Thierry, who was ignorant of the Cinque Ports custom—as the historians of the Cinque Ports appear to have been ignorant of that at Amiens—describes this provision as 'loi remarquable en ce qu'elle faisait revivre et sanctionnait par des garanties toutes nouvelles ce principe de la législation romaine, que les offices municipaux sont une charge obligatoire'.[13] But this brings us face to face with the difficult and disputed question of the persistence of Roman institutions. Personally, I have always thought it rash to accept similarity as proof of continuity. Here, for instance, the occurrence of this practice at Sandwich might lead to the inference that the institutions of Sandwich were of direct Roman origin. Yet, if this practice was imported from France, we see how erroneous that inference would be. A reductio ad absurdum of this rash argument, as I have elsewhere pointed out, would be found in the suggestion that every modern borough rejoicing in the possession of aldermen had derived its institutions continuously from Anglo-Saxon times. In the particular instance of this practice, we should note that it occurs (a) in that portion of France where the municipal development was least Roman in character; (b) in a peculiar and original form—the 'garanties toutes nouvelles' of Thierry.

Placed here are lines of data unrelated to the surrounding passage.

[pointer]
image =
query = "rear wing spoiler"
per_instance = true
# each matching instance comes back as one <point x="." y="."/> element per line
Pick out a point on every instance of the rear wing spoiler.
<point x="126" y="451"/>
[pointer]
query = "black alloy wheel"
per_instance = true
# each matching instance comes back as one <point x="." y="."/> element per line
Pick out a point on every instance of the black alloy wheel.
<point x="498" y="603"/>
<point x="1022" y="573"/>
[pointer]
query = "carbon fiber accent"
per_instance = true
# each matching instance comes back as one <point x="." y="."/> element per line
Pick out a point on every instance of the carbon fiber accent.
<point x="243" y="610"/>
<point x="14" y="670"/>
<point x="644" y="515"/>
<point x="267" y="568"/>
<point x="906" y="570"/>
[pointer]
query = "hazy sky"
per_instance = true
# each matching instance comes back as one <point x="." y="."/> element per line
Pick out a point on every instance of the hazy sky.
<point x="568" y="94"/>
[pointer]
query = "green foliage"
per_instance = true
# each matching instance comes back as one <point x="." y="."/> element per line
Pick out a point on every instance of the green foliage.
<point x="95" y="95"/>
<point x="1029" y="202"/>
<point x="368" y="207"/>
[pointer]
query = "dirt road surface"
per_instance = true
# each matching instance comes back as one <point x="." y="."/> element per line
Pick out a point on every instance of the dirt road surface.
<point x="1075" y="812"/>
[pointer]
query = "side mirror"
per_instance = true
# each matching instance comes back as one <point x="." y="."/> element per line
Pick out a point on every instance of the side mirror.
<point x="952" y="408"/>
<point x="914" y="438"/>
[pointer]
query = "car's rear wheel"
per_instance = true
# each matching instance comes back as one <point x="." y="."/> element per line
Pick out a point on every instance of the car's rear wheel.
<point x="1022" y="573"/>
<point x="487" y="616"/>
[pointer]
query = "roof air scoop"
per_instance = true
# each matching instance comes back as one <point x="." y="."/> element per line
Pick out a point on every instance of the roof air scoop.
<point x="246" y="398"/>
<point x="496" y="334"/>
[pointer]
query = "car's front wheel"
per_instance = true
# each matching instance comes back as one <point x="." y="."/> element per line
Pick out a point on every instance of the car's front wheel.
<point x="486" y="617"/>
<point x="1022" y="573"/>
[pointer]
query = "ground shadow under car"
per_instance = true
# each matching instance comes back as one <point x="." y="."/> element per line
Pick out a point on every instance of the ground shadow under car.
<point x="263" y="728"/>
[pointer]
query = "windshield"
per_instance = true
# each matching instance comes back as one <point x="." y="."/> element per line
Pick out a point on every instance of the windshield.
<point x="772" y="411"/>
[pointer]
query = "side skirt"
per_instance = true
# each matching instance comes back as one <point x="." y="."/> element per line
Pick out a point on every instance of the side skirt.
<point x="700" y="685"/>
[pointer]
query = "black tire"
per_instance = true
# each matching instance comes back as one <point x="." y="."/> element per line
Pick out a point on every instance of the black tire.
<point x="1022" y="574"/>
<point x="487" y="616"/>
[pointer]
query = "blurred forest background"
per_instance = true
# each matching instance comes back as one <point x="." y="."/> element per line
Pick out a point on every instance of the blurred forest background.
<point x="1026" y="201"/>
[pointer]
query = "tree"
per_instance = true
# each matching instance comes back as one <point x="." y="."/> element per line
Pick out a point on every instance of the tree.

Again, we find the infliction of fines for non-acceptance of municipal office a familiar custom in England even to the present day. These fines were undoubtedly commutations for an original expulsion from the community; and at Colchester, for example, we have a case of a man being deprived of 'his freedom' for declining the office of alderman, and of his having to make 'submission' and pay a fine before it was restored. The fact is, that in every community, whether urban or rural, where office was a necessary but burdensome duty—like modern jury-service or mediaeval 'suit'—a penalty had to be imposed upon those who declined to discharge it. The peculiarity of the Sandwich and Amiens cases consists not in the imposition of a penalty, but in the character of the penalty imposed.

Pass we now from the consideration of this penalty to the wider and important conclusions suggested by its local occurrence.

I have always been puzzled by the peculiar phenomena presented by the 'Cinque Ports' organization. To other writers it would seem to present no such difficulty; but to me it is unique in England, and inexplicable on English lines. In that able monograph of Professor Burrows,[13] which is the latest contribution on the subject, the writer, I venture to think, leaves the problem as obscure as ever. I shall now, therefore, advance the suggestion, which has long been taking form in my mind, that the 'Cinque Ports' corporation was of foreign origin, and was an offshoot of the communal movement in Northern France.

From Picardy, which faced the Cinque Ports, they derived, I believe, their confederation. To quote Thierry:

La région du nord, qui est le berceau, et pour ainsi dire la terre classique des communes jurées, comprend la Picardie, l'Artois, etc.... Parmi ces provinces, la Picardie est celle qui renferme le plus grand nombre de communes proprement dites, où cette forme de régime atteint le plus haut degré d'indépendance et où dans ses applications, elle offre le plus de variété. Les communes de Picardie avaient en général toute justice, haute, moyenne et basse. Nonseulement dans cette province les chartes municipales des villes se trouvaient appliquées à de simples villages, dont quelques-uns n'existent plus, mais encore il y avait des confédérations de plusieurs villages ou hameaux réunis en municipalités sous une charte et une magistrature collectives.[14]